The incidence rate of AKD among AKI patients who did not receive dialysis or died within 90 days was 34.4% (3,797 of 11,045 patients). Multivariable logistic regression analysis indicated that AKI severity, underlying early CKD, chronic liver disease, malignancy, and use of emergency hemodialysis were independent risk factors of AKD, while male gender, higher lactate levels, use of ECMO, and admission to surgical ICU were negatively correlated with AKD. 180-day mortality was highest among AKD patients without AKI during hospitalization (4.4%, 227 of 5,178 patients), followed by AKI with AKD (2.3%, 88 of 3,797 patients) and AKI without AKD (1.6%, 115 of 7,133 patients). AKI with AKD had a borderline significantly increased risk of 180-day mortality (aOR 1.34, 95% CI 1.00-1.78; = 0.047), while patients with AKD but no preceding AKI episodes had the highest risk (aOR 2.25, 95% CI 1.71-2.97; < 0.001).
The occurrence of AKD adds limited additional prognostic information for risk stratification of survivors among critically ill patients with AKI but could predict prognosis in survivors without prior AKI.
急性肾损伤(AKI)的重症患者预后较差。最近,急性疾病质量改进计划(ADQI)提议将急性肾病(AKD)定义为AKI后急性或亚急性肾功能损害和/或丧失。我们旨在确定AKD发生的危险因素,并确定AKD对重症患者180天死亡率的预测价值。
我们从台湾长庚研究数据库中评估了2001年1月1日至2018年5月31日期间入住重症监护病房的11045例AKI幸存者和5178例无AKI的AKD患者。主要和次要结局分别为AKD的发生和180天死亡率。
在未接受透析或在90天内死亡的AKI患者中,AKD的发生率为34.4%(11045例患者中的3797例)。

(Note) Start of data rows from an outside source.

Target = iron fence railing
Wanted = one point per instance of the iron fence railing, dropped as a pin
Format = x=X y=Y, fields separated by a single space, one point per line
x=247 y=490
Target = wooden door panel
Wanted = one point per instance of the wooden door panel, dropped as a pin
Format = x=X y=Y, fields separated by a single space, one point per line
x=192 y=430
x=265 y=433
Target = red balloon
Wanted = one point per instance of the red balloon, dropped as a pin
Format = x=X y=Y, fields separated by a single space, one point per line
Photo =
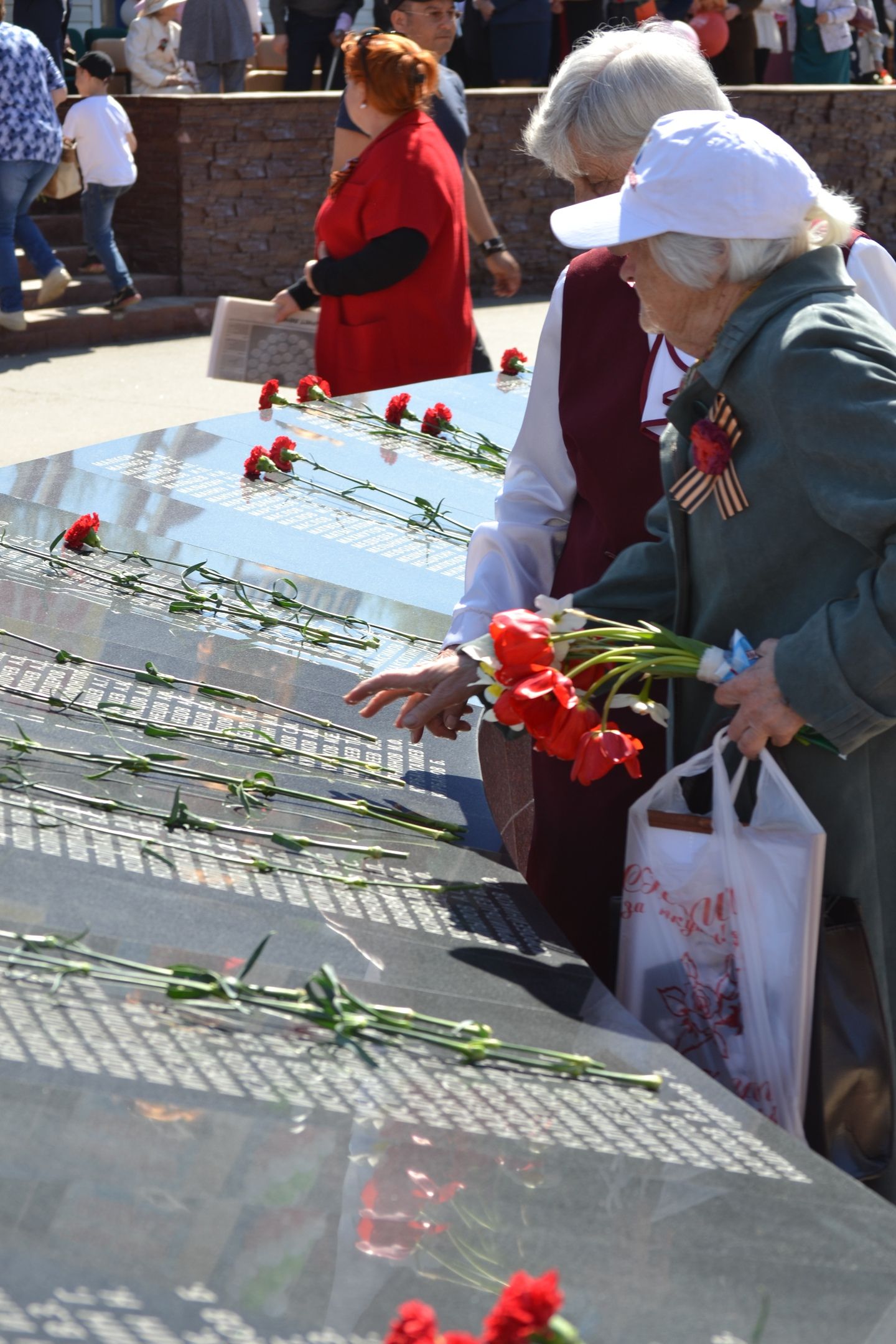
x=712 y=30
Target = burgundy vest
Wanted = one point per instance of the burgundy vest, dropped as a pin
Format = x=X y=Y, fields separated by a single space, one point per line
x=578 y=839
x=604 y=357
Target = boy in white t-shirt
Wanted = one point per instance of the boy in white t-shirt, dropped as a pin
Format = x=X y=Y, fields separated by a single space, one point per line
x=105 y=143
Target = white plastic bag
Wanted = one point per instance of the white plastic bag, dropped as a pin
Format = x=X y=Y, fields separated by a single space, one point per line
x=721 y=931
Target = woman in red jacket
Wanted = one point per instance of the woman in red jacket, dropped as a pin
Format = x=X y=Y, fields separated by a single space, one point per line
x=391 y=263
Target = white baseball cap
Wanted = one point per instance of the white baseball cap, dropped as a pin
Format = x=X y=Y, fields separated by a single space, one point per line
x=709 y=174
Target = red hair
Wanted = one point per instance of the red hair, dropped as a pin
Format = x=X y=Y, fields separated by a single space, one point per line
x=398 y=74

多变量逻辑回归分析表明,AKI严重程度、潜在的早期慢性肾脏病(CKD)、慢性肝病、恶性肿瘤和使用急诊血液透析是AKD的独立危险因素,而男性、较高的乳酸水平、使用体外膜肺氧合(ECMO)和入住外科重症监护病房与AKD呈负相关。住院期间无AKI的AKD患者180天死亡率最高(4.4%,5178例患者中的227例),其次是合并AKD的AKI患者(2.3%,3797例患者中的88例)和无AKD的AKI患者(1.6%,7133例患者中的115例)。合并AKD的AKI患者180天死亡风险有临界显著增加(调整后比值比[aOR]1.34,95%置信区间[CI]1.00-1.78;P=0.047),而有AKD但无前AKI发作的患者风险最高(aOR 2.25,95%CI 1.71-2.97;P<0.001)。
AKD的发生为AKI重症患者幸存者的风险分层增加的预后信息有限,但可预测无先前AKI的幸存者的预后。